Caleb Madrigal

Programming, Hacking, Math, and Art

 

Tail call optimization in Python

Since I've been getting into functional programming more recently, the fact that Python doesn't do tail-call optimization has been bothering me. So I did a bit of searching, and found this gem: Tail Call Optimization Decorator.

Here is a snippet from it:

import sys

class TailRecurseException:
  def __init__(self, args, kwargs):
    self.args = args
    self.kwargs = kwargs

def tail_call_optimized(g):
  """
  This function decorates a function with tail call
  optimization. It does this by throwing an exception
  if it is it's own grandparent, and catching such
  exceptions to fake the tail call optimization.

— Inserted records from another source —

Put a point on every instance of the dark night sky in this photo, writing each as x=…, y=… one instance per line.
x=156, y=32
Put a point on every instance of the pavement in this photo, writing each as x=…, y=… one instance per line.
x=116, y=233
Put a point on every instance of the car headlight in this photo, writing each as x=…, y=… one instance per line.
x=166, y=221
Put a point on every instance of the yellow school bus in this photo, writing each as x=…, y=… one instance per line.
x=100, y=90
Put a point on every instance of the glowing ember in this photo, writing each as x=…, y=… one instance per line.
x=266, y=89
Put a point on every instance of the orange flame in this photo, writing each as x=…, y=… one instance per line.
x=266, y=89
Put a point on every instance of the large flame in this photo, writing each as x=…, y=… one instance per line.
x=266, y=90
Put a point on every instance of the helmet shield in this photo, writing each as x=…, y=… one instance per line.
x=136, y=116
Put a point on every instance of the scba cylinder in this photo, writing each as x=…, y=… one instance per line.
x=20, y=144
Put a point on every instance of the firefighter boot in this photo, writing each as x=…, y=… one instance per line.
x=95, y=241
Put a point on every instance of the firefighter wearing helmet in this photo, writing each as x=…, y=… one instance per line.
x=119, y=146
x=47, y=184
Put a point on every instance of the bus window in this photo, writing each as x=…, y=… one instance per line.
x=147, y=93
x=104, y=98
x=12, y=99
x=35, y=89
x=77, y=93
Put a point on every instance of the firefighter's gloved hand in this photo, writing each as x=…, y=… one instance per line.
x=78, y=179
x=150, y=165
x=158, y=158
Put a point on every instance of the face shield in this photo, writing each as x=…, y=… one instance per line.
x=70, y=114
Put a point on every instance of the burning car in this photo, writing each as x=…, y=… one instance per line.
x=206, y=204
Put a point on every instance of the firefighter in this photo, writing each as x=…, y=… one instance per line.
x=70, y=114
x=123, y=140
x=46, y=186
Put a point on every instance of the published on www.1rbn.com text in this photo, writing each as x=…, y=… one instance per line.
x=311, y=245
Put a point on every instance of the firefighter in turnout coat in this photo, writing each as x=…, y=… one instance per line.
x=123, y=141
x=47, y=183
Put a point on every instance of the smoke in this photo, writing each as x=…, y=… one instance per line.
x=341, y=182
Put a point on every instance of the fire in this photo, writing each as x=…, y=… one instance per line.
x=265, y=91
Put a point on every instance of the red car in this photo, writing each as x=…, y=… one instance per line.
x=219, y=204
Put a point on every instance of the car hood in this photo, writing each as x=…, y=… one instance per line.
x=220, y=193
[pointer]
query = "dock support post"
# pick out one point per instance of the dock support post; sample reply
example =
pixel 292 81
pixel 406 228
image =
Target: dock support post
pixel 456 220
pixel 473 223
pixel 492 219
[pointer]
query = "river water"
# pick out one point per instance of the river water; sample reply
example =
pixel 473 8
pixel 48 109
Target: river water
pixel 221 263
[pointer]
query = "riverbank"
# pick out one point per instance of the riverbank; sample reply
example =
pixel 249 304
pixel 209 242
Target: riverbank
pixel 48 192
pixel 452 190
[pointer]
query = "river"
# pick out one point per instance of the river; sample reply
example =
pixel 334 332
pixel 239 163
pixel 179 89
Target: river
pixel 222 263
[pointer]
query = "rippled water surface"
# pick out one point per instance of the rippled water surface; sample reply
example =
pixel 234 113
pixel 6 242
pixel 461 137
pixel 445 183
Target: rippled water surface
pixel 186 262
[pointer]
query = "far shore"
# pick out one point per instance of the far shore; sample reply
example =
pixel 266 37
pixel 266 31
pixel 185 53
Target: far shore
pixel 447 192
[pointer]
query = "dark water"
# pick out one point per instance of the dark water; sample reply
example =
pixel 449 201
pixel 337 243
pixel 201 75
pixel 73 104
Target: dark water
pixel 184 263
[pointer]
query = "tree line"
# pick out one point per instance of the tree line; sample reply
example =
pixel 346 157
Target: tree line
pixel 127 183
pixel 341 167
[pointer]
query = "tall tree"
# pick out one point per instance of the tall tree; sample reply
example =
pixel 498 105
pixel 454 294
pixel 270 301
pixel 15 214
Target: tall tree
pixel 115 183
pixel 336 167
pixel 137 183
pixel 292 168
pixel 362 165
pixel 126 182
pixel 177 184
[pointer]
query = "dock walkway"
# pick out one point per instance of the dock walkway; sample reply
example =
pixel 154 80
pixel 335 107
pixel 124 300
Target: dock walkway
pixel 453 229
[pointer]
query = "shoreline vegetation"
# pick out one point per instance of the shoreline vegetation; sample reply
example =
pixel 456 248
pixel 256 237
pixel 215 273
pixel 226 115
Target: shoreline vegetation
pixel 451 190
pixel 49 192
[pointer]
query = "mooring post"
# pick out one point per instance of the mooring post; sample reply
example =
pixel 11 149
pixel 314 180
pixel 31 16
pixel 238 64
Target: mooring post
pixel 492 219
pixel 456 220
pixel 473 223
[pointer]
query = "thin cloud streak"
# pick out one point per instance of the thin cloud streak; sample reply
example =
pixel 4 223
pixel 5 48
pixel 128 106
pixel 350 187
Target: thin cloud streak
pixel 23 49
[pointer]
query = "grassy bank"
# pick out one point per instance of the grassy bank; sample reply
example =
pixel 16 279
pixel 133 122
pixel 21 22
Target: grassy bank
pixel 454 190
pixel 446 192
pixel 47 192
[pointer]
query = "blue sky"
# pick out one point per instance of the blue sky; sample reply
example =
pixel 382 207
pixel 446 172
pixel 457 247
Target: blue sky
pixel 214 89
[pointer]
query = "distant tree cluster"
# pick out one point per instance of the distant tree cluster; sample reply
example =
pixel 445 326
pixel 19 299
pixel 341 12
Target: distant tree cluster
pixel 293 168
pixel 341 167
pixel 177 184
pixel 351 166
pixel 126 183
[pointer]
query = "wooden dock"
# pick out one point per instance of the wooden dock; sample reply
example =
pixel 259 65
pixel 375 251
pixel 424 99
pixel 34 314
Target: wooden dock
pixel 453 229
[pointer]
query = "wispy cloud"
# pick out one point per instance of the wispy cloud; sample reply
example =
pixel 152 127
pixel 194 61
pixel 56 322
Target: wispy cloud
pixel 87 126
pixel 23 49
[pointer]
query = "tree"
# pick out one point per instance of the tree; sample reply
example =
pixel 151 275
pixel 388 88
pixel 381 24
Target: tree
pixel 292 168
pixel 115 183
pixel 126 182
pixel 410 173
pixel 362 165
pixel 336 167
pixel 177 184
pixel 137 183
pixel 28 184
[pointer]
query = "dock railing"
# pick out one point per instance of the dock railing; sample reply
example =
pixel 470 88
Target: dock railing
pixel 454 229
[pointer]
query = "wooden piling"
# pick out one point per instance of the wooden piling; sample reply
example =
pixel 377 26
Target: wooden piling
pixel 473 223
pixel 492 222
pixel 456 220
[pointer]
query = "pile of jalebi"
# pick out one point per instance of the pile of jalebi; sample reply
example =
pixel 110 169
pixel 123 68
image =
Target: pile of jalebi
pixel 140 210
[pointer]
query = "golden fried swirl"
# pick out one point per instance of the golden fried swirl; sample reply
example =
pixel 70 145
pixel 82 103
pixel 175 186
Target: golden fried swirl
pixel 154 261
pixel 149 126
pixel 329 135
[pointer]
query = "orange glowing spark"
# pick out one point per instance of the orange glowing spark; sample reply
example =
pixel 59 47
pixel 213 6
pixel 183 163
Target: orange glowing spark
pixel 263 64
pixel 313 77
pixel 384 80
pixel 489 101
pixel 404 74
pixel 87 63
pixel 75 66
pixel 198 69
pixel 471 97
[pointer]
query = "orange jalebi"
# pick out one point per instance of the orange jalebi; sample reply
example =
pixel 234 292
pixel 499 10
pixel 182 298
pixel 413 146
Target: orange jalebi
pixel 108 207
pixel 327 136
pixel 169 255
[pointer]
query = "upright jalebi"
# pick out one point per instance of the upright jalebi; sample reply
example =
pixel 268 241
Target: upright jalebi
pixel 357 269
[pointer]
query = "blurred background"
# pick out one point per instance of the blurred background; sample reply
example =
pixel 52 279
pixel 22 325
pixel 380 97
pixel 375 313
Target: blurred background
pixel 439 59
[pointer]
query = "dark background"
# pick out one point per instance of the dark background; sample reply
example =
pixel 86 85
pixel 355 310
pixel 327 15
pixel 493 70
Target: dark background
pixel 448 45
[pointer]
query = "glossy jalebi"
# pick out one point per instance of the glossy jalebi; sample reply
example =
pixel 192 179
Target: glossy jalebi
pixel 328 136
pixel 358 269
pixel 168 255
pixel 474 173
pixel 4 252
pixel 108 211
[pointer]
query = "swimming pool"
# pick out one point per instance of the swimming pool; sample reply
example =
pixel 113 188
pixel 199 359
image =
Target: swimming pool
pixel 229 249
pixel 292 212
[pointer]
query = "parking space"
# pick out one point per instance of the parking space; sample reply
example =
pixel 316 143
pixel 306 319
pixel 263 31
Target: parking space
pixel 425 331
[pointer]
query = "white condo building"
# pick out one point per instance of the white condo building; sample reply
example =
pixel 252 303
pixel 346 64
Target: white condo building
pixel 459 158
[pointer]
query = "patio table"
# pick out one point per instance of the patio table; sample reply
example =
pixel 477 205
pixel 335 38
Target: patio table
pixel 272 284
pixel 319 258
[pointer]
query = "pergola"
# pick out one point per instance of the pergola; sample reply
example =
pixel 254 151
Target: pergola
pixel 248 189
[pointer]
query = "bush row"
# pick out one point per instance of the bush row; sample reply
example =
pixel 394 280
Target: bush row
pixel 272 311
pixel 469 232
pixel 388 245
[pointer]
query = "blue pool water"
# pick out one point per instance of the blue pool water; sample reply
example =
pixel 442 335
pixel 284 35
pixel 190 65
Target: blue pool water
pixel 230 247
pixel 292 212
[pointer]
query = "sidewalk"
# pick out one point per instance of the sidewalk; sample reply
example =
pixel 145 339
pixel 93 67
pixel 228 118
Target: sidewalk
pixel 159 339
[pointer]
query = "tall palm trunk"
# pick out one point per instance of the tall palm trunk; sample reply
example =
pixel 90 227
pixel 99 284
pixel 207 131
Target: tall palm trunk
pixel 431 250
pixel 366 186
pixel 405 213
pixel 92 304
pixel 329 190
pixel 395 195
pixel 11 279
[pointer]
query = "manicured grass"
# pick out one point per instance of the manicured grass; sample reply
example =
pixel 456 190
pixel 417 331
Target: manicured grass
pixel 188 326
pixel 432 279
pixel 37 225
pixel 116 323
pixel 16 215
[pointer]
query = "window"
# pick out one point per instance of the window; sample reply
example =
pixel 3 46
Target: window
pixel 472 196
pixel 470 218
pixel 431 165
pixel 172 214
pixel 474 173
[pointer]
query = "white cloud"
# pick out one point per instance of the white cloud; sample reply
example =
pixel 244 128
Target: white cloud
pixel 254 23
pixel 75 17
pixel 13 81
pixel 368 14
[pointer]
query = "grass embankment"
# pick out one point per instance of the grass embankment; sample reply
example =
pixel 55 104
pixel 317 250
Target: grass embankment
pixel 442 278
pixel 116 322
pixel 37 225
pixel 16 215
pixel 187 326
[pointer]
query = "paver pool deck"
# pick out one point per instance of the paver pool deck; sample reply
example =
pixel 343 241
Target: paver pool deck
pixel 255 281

  This function fails if the decorated
  function recurses in a non-tail context.
  """
  def func(*args, **kwargs):
    f = sys._getframe()
    if f.f_back and f.f_back.f_back \
        and f.f_back.f_back.f_code == f.f_code:
      raise TailRecurseException(args, kwargs)
    else:
      while 1:
        try:
          return g(*args, **kwargs)
        except TailRecurseException, e:
          args = e.args
          kwargs = e.kwargs
  func.__doc__ = g.__doc__
  return func

@tail_call_optimized
def factorial(n, acc=1):
  "calculate a factorial"
  if n == 0:
    return acc
  return factorial(n-1, n*acc)

So it is a decorator that you place on a tail-call recursive function. This basically lets the function continue executing rather than throwing the RuntimeError: maximum recursion depth exceeded exception. Note however, that this is not still not very optimal. But is does kind of simulate TCO.